By A. Yağmur Tunalı on Perşembe, 08 Eylül 2022
Category: Siyaset

O KILICI ARTIK KININA KOYUN!

"Onu yuhlayacak, bunu alkışlayacaksın" demek felakettir.
Ettiği ve edeceği bellidir: Ayrışma, kamplaşma ve düşmanlık getirir.

Yıllardır tek derdi kutuplaştırmak olanlarca gerildikçe gerildik.
Millet iyi ki beklenen kavgayı tam benimsemedi.
Tam benimsemese de yuh ve alkış dili epeyce taban tutmuş görünüyor.
Bizim halkımız ileri bir çatışmaya her şeye rağmen uzak.
Her türlü tahrike, yalan dolana rağmen uzak.
Bu büyük şansımızdır.

İktidar gücünün en önemli siyasi tavır alışının kampçılık olması hiçbir şekilde anlaşılır bir durum değildir.
Her durumda, her ağzını açana fetöcü, terörist demenin bizi nereye getirdiğini yaşıyoruz.
Bu dile kanmakla nereye savrulduğumuz da apaçık görülüyor.
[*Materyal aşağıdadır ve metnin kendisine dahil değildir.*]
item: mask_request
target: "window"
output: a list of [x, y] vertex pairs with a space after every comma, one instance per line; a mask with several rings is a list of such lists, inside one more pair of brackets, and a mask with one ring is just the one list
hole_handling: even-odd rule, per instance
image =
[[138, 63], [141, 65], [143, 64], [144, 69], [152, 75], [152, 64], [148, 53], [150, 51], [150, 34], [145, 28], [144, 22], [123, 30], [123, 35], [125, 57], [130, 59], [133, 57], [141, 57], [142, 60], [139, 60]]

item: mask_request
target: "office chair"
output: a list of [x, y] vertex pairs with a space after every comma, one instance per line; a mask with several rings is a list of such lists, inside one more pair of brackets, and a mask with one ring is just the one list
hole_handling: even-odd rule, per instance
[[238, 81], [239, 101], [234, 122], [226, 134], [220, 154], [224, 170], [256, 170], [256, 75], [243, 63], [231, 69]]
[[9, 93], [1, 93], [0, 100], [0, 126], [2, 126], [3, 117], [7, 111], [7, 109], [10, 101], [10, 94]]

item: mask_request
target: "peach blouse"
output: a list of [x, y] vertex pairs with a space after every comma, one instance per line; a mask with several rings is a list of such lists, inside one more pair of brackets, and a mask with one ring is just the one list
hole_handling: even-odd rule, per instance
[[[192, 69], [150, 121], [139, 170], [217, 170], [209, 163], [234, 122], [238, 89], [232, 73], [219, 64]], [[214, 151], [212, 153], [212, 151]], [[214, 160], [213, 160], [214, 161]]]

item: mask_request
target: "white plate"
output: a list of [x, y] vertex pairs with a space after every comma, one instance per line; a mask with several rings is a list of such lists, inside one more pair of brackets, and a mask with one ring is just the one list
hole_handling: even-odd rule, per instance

Gücü elindebulunduranlar halka karşı mahcubiyet duyar.
İmkanları nasıl harcadığının hesabını vermek için çırpınır.
Sorulara cevap verir.
En doğru bilgiler üzerinden kendini savunur.
Saldırgan bir tavır içinde olması hiçbir şekilde savunulamaz.
İşi, ne yaptığı ve nasıl yaptığı tartışılır.
Hakaret, yalan-yanlış beyan varsa o takdirde elbette en sert tondan konuşur.

Kimse kimseye hakaret edemez.
Kılıçların çekildiği zamanlar elbette olur.
O kılıcın olur olmaz yerde çekilmesinin hangi tipleri hatırlattığı bellidir.
Devlet hayatında, mafyavari davranışlar, külhani tavırlar, efelenmeler, kabadayılıklar olmaz.
Bu devirde örnek çok.
Trump öyleydi, Macron öyle, Putin öyledir diyenler var.
Yalnız bir fark var.
O ülkelerde yerleşik nizam (müesses nizam - establisment) var.
Putin bile o sert tavrı içinde devlet aklıyla hareket eden bir stratejiyle satrancını oynuyor.
Rusya'da müesses nizam işliyor.
Evet böyle bir lider başa gelse bile sistem onu sınırlar.
Bizde dağıtılan bu devlet aklını temsil eden kurumlar ve kurallardır.
Kritik nokta budur.

Gördüğümüz, yaşadığımız da budur.
Dünyanın ileri, ilerlemekte olan ülkelerinde en ufak bir yanlışlıkta halktan özür dileniyor.
Siyasiler, özellikle iktidardakiler, ileri ülkelerde özür dilemekle kalmıyor, yerinde de kalamıyor.
İktidarda-muhalefette bu ahlakı biz de istiyoruz.
Kanunlar kurallar herkese aynı şekilde işlediği vakit demokrasidir.
Demokrasi böyle bir ahlak getiriyorsa demokrasidir.
Frenklerin tabiriyle Demokles'in kılıcıyla demokrasi olmaz.

"Onu yuhlayacak, bunu alkışlayacaksın" demek felakettir.
Ettiği ve edeceği bellidir: Ayrışma, kamplaşma ve düşmanlık getirir.
Bu kör batak devrini sür'atle bitirmeliyiz.